Ecuador’s Persecuted Cartoonist
Xavier Bonilla, better known by his pen name “Bonil,” has published political cartoons for El Universo and other Ecuadorian newspapers and magazines for more than 20 years. In the last two years he has come under attack from the authorities for his satirical depictions of President Rafael Correa and other government leaders. The persecution of Bonil demonstrates the extreme and at times absurd lengths to which the Ecuadorian government will go to silence its perceived critics and restrict independent media.

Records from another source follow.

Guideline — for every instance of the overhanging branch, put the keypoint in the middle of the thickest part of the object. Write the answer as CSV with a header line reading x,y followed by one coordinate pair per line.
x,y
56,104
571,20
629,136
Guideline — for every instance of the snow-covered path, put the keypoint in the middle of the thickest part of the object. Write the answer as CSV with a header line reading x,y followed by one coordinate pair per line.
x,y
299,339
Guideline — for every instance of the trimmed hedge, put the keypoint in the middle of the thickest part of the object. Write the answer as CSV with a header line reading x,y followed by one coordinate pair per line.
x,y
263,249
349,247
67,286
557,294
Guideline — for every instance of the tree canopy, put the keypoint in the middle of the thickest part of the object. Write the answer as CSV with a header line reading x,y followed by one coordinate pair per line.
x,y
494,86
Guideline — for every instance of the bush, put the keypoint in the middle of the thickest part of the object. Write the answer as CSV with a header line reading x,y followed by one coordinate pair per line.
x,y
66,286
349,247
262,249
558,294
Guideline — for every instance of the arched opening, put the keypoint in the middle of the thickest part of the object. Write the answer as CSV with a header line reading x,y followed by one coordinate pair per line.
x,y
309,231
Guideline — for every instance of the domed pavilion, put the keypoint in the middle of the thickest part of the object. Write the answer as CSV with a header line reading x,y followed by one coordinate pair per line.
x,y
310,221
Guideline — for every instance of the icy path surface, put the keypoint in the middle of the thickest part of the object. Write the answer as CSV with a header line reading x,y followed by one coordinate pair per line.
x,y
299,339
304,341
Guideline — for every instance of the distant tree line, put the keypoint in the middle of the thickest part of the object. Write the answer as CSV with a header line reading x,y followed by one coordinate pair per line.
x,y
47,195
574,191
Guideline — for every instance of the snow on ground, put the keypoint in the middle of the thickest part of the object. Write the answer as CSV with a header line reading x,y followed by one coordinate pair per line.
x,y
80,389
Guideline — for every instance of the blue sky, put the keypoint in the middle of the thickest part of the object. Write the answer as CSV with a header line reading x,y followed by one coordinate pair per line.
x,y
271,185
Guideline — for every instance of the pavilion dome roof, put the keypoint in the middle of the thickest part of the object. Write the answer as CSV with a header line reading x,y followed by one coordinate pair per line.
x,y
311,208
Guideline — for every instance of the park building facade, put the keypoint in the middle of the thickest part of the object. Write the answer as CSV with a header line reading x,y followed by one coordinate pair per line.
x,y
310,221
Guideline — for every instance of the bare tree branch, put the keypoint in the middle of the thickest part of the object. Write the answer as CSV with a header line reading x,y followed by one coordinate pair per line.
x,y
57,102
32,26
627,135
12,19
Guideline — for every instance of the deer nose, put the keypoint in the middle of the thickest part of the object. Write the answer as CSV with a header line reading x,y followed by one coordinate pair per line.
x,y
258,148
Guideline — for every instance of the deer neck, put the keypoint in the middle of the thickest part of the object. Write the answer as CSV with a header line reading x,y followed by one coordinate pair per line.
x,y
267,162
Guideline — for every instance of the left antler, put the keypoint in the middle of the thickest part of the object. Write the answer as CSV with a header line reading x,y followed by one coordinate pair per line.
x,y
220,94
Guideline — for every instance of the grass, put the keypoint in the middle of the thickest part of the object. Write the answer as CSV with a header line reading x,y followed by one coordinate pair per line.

Bonil first drew the ire of President Correa in December 2013, when he published a cartoon that satirized an illegal police raid on the home of journalist Fernando Villavicencio. In a public address, Correa called Bonil an “ink assassin,” accused him of lying about the incident, and called on the Superintendency of Information and Communication, a regulatory body created under the 2013 Communications Law, to investigate the case. The superintendency, also known as Supercom, ultimately fined El Universo for publishing the cartoon, and gave Bonil 72 hours to “correct” the drawing’s inaccuracies. He did so, though with more satire.
On Monday this week, Bonil was again called before the media regulator, in this instance on charges of “socioeconomic discrimination” for a cartoon published in August 2014. He and his paper had long since apologized to the legislator it portrayed.
While the verdict is pending, the recent hearing sends a clear message that the government plans to continue its persecution and intimidation of Bonil. For his part, the cartoonist has given no indication that he intends to alter his work to accommodate an increasingly thin-skinned president.
Analyses and recommendations offered by the authors do not necessarily reflect those of Freedom House.